聽四皇子的意思,是他跟禮部,而五皇子剛滿十八,經驗不足,必然擔不起鴻臚寺重任,所以就只能落在壽王頭上。
至於天元帝的幾位兄弟、叔伯,畢竟一朝天子一朝臣,他們縱然曾經是皇子,也是過了氣的皇子,如今也只好打配合。
「嗨,莫要說這些場面話,」四皇子笑道,「我曉得自己年輕,資歷淺,也沒經過大事,正忐忑。說起來,也怪我平日只好騎射打球……」
看似是自我檢討,說自己不務正業,但側面,豈不恰恰說明他的乖覺,沒有野心?
當今正值壯年,皇子沒有野心,安守本分,便是最大的孝道。
四皇子頗具談興,大有拉著他們把酒言歡的意思,又說酷愛馬球,「我知道你們六藝也是嫻熟的,改日咱們私下組一隊,也上場掄幾杆。」
一提起馬球,秦孔二人不免想到當年孟鳴摔斷腿的事,俱都覺得馬球場不是什麼吉祥地,本能推脫。

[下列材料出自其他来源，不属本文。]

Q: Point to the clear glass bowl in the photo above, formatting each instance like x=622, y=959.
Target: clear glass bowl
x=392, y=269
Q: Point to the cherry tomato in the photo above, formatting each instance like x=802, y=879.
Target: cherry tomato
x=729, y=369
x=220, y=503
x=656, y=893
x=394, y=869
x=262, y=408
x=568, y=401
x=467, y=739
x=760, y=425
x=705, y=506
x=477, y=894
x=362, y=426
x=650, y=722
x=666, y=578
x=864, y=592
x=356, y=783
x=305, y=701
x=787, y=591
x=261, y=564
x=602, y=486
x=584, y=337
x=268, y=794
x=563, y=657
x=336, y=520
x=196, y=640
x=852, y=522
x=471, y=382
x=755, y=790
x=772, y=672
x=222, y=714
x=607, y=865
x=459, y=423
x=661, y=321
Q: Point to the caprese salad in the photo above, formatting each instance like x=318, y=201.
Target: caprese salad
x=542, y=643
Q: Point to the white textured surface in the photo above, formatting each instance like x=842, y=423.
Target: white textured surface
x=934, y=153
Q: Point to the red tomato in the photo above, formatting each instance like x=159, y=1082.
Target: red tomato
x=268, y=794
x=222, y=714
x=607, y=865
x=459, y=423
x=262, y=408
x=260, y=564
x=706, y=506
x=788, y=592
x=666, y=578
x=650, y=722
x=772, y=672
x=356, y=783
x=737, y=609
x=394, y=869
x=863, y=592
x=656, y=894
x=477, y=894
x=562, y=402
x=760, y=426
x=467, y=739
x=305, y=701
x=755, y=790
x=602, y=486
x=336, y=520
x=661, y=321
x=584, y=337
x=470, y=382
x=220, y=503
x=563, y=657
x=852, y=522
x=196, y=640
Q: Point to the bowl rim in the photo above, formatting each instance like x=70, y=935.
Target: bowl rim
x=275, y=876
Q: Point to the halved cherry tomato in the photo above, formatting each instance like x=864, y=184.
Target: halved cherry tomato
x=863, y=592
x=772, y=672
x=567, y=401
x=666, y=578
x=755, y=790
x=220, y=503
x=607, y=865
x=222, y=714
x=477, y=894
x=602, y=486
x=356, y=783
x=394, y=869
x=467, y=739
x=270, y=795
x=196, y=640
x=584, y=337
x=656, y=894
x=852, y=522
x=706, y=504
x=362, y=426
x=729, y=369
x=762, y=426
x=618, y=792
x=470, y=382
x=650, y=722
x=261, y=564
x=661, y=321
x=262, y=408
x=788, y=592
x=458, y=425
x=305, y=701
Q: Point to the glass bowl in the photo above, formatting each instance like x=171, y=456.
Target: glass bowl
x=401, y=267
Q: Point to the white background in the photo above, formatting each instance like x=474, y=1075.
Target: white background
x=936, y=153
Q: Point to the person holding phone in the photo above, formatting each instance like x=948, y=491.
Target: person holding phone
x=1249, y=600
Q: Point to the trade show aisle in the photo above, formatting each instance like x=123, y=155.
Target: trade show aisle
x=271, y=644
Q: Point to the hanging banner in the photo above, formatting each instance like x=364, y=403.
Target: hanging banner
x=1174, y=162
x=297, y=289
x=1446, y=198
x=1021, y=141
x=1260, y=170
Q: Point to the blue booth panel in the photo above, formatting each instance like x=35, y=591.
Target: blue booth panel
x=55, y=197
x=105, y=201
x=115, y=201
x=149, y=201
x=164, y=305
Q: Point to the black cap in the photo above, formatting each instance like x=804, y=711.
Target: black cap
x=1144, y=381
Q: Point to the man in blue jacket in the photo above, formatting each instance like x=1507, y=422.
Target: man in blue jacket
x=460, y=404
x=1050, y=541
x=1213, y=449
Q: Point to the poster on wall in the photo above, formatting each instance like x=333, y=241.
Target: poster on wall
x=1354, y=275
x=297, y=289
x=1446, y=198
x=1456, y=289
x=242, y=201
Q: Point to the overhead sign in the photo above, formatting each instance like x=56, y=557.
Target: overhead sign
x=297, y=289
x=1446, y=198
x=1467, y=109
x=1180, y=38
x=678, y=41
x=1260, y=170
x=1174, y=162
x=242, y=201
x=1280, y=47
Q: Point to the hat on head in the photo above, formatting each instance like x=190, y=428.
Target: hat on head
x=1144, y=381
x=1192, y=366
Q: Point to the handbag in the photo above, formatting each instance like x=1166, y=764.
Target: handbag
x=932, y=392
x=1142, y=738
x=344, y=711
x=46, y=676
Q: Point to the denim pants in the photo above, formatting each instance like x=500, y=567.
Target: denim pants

孔姿清說自己只喜歡讀書,十分偏科,馬術平平,更打不得球。
孔氏一族多出文弱書生,他硬把這個稱號往自己腦門子上扣,倒也不算違背祖宗。
秦放鶴更光棍,坦然說自己出身清苦,上學之後才接觸馬匹,「……時日尚淺,膽子又小,馬術不過爾爾,至於球,那是碰都沒碰過。」
說完,又靦腆一笑,「不怕殿下笑話,微臣喜好實在有些上不得台面,若論這些吟詩作畫的風雅事,微臣確實不如人。可若論及庖廚一道,微臣自幼料理,倒還略有些心得。」
四皇子的笑容就有些尷尬。
秦放鶴出身不好不是秘密,喜歡做飯,也確有其事,一時間,四皇子還真說不出什麼反駁的話來。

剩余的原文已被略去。